A lot of things need to be done right to deliver reliable and useful survey data. At the top of the list is asking relevant questions clearly and fairly.
Fuzzy questions produce fuzzy answers. Skewed questions produce skewed results. Fuzzy answers and skewed results aren’t a solid foundation for successful advertising and advocacy campaigns or for smart business decision-making.
Clarity in the wording of questions is essential to avoid confusing respondents. You want to make sure respondents have a common comprehension of the question so you can reliably measure their responses. A best practice in public opinion polling and market research is to test questions to ensure they are as clear and commonly understood as possible
Question clarity is becoming more important because of increased cultural diversity and audiences that include English-as-a-second-language speakers. Question testing needs to include this variable as well.

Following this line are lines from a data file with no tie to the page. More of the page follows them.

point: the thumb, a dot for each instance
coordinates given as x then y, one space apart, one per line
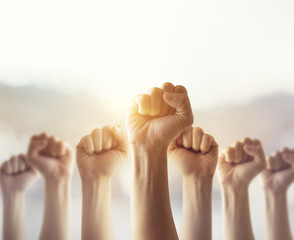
289 158
181 103
256 152
36 146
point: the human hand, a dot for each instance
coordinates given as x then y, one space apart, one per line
16 176
101 153
158 117
194 153
50 156
279 173
241 163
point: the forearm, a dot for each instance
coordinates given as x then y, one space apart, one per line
96 214
57 210
277 220
236 213
196 223
151 215
13 217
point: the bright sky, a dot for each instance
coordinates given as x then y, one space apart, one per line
222 51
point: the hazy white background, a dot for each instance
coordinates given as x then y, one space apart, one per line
69 66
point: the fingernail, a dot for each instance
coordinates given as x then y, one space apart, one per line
169 96
117 129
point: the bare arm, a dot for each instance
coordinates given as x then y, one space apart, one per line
56 210
237 167
151 216
16 177
236 213
153 121
99 157
195 155
53 159
276 180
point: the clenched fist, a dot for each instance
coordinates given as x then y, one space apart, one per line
101 153
16 175
241 163
279 173
52 157
194 153
159 116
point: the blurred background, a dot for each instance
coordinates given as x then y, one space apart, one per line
67 67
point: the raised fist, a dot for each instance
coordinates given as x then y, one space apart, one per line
16 175
52 157
101 153
194 153
241 162
279 173
159 116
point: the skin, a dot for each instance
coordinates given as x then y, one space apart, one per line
195 155
99 157
53 159
16 177
153 120
276 179
238 165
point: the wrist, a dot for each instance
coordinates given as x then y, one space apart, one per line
274 191
148 160
10 197
199 190
92 186
59 189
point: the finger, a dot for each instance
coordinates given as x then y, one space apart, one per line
255 150
271 162
187 138
197 138
106 138
247 140
120 137
288 157
97 139
88 144
36 146
180 140
239 152
155 101
166 87
14 164
21 164
51 149
180 89
230 154
59 148
205 143
143 102
7 167
222 158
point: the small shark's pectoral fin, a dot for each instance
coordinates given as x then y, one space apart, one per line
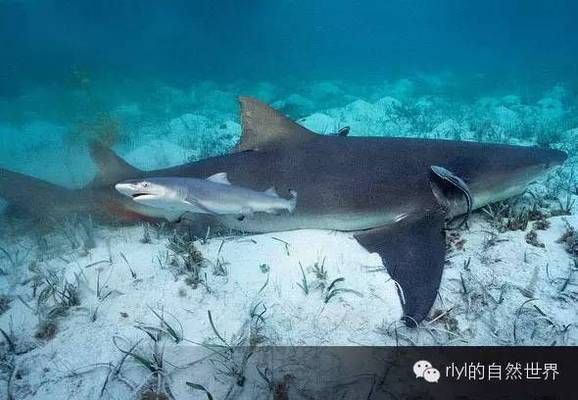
343 131
220 177
445 182
200 208
413 251
266 128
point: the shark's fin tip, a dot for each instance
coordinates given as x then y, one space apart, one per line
111 167
264 128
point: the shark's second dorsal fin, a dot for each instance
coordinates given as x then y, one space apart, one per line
266 128
110 167
220 177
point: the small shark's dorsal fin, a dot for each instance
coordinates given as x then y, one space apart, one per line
110 167
266 128
272 191
220 177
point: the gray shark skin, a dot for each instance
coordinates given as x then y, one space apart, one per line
384 190
214 196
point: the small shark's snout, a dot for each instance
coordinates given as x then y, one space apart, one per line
126 188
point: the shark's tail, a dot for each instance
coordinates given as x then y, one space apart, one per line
32 195
292 200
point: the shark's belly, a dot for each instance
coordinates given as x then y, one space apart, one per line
341 222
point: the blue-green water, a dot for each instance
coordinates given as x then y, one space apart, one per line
158 82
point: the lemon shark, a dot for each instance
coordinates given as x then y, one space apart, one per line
393 194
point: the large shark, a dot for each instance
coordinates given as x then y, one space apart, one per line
393 194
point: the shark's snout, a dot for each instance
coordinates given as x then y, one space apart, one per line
128 189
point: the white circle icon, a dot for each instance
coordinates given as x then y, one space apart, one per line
431 375
419 368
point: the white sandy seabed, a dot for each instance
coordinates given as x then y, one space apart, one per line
269 289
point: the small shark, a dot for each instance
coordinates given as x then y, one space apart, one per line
394 194
214 196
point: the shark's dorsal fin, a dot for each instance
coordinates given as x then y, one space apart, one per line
272 191
110 167
220 177
266 128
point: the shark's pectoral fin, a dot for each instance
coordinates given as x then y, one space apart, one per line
413 251
221 178
343 131
447 186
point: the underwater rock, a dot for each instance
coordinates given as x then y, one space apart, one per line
264 91
387 104
551 109
506 118
511 100
449 129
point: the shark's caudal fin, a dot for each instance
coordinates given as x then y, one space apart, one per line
32 195
413 251
111 168
266 128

Along with clarity, questions should explore a single idea, issue or product feature. If you mix in multiple ideas, issues or features, you won’t necessarily know which one is the factor that fetches a “like” or “dislike” answer. Sarah Taylor, in a blog post about survey questions, provides this example:
For example, asking "how valuable and organized was the Ebook?" is mixing two issues together: value and organization. Maybe the respondent really enjoyed the content in the Ebook, but thought it was organized poorly. If you ask them that question, the response may be for either issue and you won't really have a sense of what needs to be changed for your next Ebook. Instead, ask two questions: “How valuable was the e-book?" and “Rate the organization of the Ebook" to get better quality data.
The vocabulary of questions should be basic. Respondents will run the gamut of education and backgrounds. If your subject matter is technical, take special care to avoid jargon or phrases that may go over the head of some respondents. In some cases, you may need to preface a question so there is a common framework for all respondents. Special care is required to make sure any explanation is fair and factual.
Which brings us to skewed questions. If you are in the propaganda business, skewed questions and push polls may be tools of your trade. But for everyone else, skewed questions aren’t helpful and can be disastrous if you mistakenly base million-dollar campaigns on their findings.
Finding out what you need to know – as opposed to what you want to know – is the proper attitude to bring to any kind of research, whether a quantitative poll or qualitative focus group. Curiosity, not a fixed mind set, is the right frame of mind.
Credible pollsters and market researchers can readily identify and will avoid loaded words or leading sequences of questions. But sometimes skew still slips in, as it did in this famous question, “Would you vote for a woman for president if she were qualified in every other way?” In addition to being confusing, the question implies being a woman is a qualification as opposed to a gender. Subtle, yes, but doesn’t mean it can’t have a significant effect.
The order of questions can influence responses. Pollsters and market researchers will often rotate the order of questions to minimize the possibility of skewing results.
Give respondents a full range of choices in evaluating an idea, issue or product feature. You also might give them a chance to comment through an open-ended question, which allows you to capture their words, not just their answers.
One of the most common forms of skewing is the omission of a key word or concept. If you were polling the congressional Republican proposals to replace Obamacare, it would be a mistake not to test the concept of lower health insurance premiums in connection with the cost of keeping premiums low for patients with pre-existing conditions. Who wouldn’t want to see lower health insurance premiums, but at which price and paid by whom? Installing residential rooftop solar panels will be enticing as a way to cut electricity bills, but the financial equation is incomplete with exploring how long it would take to break even after making the investment in solar panels.
Many other factors determine the accuracy and reliability of survey findings, such as representative samples, sample sizes, length of surveys, when surveys are conducted and the type of survey used. Surveys can generate rich, meaningful and actionable data if done right. A good place to start is to get the survey questions right.